Me acuerdo de mi especialísimo primer novio, fue Jorge Foguel Montealegre. Se metió al Frente Sandinista muy joven y recién el triunfo lo asesinaron, él se había hecho un líder de los campesinos. Era hermano de la Amelia Foguel y de María Elsa, ellas me llevaban las cartas de amor.

Después tuve otros novios, pero ya ni me acuerdo. Era un mundo totalmente protegido y garantizado. Sin muchos problemas. La única obligación era estudiar y portarse bien, e infringir esas reglas era un placer.

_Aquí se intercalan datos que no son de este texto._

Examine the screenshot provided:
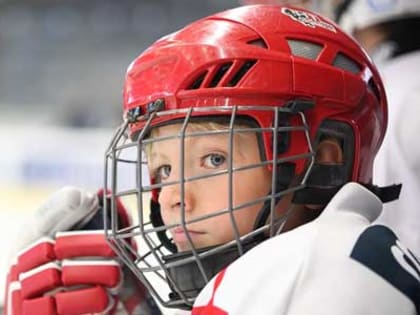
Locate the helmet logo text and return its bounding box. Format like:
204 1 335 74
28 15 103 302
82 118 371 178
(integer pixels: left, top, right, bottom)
281 8 337 33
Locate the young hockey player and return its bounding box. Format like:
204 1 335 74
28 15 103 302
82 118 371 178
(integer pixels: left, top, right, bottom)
7 5 420 315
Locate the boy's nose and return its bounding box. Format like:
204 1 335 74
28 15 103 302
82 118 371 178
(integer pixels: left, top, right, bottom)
159 183 193 212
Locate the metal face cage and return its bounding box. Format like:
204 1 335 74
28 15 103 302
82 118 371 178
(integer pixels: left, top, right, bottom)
104 106 314 308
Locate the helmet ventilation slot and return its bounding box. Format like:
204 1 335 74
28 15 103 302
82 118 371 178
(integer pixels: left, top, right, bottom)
287 39 323 60
333 53 362 74
186 59 257 90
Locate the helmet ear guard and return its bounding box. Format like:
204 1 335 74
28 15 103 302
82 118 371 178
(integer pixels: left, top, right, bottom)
292 120 402 205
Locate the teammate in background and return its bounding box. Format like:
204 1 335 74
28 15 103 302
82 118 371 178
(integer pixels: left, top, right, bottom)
7 5 420 315
337 0 420 256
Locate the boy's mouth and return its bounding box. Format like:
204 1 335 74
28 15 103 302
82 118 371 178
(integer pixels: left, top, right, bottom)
171 227 206 243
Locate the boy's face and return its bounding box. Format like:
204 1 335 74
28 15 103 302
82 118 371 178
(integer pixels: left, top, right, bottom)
148 124 271 251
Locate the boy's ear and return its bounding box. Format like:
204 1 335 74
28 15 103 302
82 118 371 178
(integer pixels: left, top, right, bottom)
315 139 343 164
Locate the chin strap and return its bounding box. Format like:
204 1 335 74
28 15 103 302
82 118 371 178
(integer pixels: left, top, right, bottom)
254 162 296 232
150 199 177 253
293 164 402 205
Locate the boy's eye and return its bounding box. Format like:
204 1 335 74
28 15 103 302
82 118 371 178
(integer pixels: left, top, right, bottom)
155 165 171 183
203 153 226 168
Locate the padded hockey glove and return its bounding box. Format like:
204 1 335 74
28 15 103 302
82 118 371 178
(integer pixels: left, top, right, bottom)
5 187 161 315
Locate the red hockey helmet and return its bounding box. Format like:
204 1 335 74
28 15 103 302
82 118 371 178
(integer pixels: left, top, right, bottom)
105 5 387 307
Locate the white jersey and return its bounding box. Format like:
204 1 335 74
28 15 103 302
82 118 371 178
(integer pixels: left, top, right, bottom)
374 51 420 256
192 183 420 315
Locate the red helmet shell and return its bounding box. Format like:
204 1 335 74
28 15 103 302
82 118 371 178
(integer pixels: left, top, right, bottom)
124 5 387 182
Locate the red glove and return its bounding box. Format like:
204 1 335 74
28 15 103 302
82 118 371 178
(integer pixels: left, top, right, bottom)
5 187 161 315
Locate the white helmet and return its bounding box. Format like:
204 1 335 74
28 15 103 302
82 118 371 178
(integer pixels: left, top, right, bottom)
337 0 420 34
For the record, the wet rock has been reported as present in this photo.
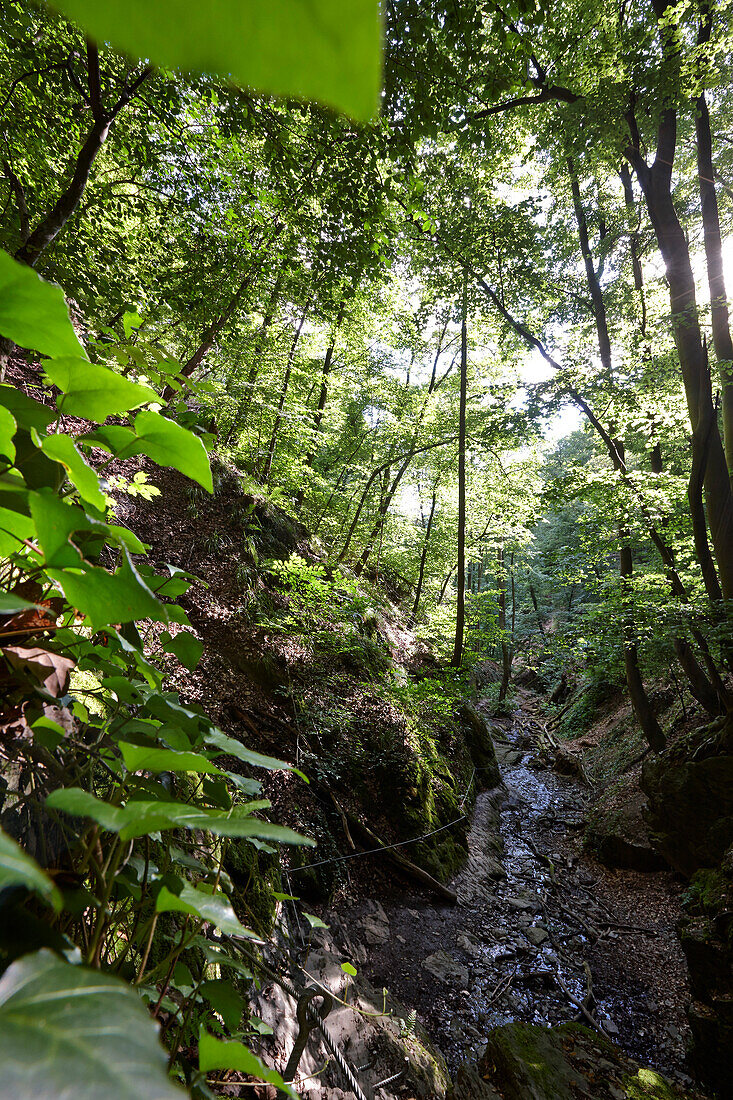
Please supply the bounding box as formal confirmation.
[586,776,667,871]
[525,924,548,947]
[504,895,538,911]
[360,911,390,947]
[642,722,733,876]
[459,703,502,790]
[423,952,469,988]
[456,932,481,958]
[449,1023,691,1100]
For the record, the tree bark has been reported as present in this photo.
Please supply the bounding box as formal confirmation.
[15,42,152,267]
[450,266,468,669]
[262,301,310,485]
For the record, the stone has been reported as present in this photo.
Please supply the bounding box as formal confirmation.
[423,952,469,988]
[525,924,548,947]
[448,1023,692,1100]
[458,703,502,791]
[504,897,538,912]
[578,773,667,871]
[456,932,481,958]
[361,913,390,947]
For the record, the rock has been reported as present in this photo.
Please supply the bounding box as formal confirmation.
[423,952,469,988]
[578,774,667,876]
[456,932,481,958]
[504,897,538,911]
[448,1023,692,1100]
[459,703,502,791]
[525,924,548,947]
[361,913,390,947]
[642,722,733,876]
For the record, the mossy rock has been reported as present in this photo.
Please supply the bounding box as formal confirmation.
[223,840,281,935]
[449,1023,694,1100]
[642,725,733,876]
[459,703,502,791]
[586,776,667,871]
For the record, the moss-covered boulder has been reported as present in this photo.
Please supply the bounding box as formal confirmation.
[680,846,733,1100]
[449,1023,694,1100]
[642,721,733,876]
[459,703,502,791]
[586,774,667,871]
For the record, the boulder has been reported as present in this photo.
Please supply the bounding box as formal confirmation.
[459,703,502,790]
[449,1023,692,1100]
[642,747,733,876]
[586,774,667,871]
[423,952,469,989]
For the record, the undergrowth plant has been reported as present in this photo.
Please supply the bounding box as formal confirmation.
[0,254,308,1098]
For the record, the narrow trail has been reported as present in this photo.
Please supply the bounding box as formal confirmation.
[344,706,689,1082]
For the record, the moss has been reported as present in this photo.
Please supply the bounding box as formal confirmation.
[685,868,726,913]
[623,1069,680,1100]
[223,840,281,935]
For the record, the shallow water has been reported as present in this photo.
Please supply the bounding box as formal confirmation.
[353,715,686,1079]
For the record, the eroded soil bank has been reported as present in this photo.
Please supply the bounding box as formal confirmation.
[325,702,690,1086]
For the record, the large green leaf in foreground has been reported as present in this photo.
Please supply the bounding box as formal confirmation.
[0,950,185,1100]
[54,0,382,119]
[0,252,86,359]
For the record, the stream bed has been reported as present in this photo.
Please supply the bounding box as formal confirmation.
[340,712,690,1084]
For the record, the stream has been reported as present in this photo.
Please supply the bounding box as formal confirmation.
[342,712,690,1084]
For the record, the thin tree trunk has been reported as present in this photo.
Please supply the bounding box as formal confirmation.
[262,301,310,485]
[15,42,152,267]
[450,266,468,669]
[295,298,346,510]
[626,100,733,600]
[568,157,666,739]
[694,7,733,479]
[407,484,438,626]
[496,543,512,703]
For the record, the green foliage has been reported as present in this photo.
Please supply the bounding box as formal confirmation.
[0,950,183,1100]
[0,257,309,1098]
[55,0,382,119]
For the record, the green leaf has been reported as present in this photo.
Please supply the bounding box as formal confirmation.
[155,882,248,938]
[46,787,315,846]
[200,978,244,1031]
[119,741,222,776]
[0,252,86,358]
[198,1027,298,1100]
[0,829,62,910]
[161,630,204,672]
[42,435,106,512]
[206,729,307,782]
[43,359,160,420]
[0,589,40,615]
[48,549,167,630]
[0,950,185,1100]
[29,488,95,569]
[46,787,127,833]
[134,410,214,493]
[50,0,382,119]
[0,385,56,431]
[0,405,18,462]
[303,912,328,928]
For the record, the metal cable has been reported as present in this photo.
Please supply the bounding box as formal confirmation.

Recuerdo las clases de francés con una monjita exquisita que se llamaba Madre Carmen del Niño Jesús. Era lo más diplomática que te podés imaginar, te podía decir barbaridades en un tono fino como si te estuviera hablando un ángel. “No coma tanto, mi pequeño buitre”, decía con una dulzura de santa.

Había otra monja que te pellizcaba. Esa sí era temible, se llamaba Madre Ana Marta. Madre Celia Argüello enseñaba pintura. De música llegaba el profesor Santamaría, yo era malísima, desentonada, no tenía oído. Y había clases de piano que daba Madre Carmen del Niño Jesús.

Cuando me gradué entré a trabajar en la Esso de Managua, de secretaria de don Poncho Collado. Ahí me di cuenta de la gran necesidad de hablar inglés, y mi mamá entendió, y me envió a una escuela de la Florida donde aprendí ese idioma.

Regresé a Nicaragua y trabajé en el Banco de América. Después conseguí un puesto en el BID en Washington. Ahí conocí al que iba a ser mi marido. Es un hombre bastante mayor, se llama Eduardo Neira, es arquitecto y es un hombre cultísimo.

Me divorcié hace muchos años, pero tengo una buena amistad con mi ex marido.

Soy de la universidad de la vida. No tengo ningún título universitario, pero sí, la suerte de haber trabajado once años con Sergio Ramírez. Tengo dos hijos: Santiago, es arquitecto y está viviendo en Brasil con su papá, y Claudia, que es periodista.

MUJER EXUBERANTE

Desde hace mucho tiempo el nombre de Juanita Bermúdez está ligado con la vida cultural nicaragüense

Su Galería “Códice” es un templo que acoge a todos los pintores y escritores a fin de promover sus producciones

Lo que aquí presentamos sólo son rasgos de una personalidad polifacética, exuberante y francamente interesante

FELICIDAD INTEGRAL

Juanita es una mujer feliz a tiempo completo, porque la felicidad es un estado anímico que en ella nunca decae y más bien se intensifica con el optimismo que le brindan las realizaciones de su vida.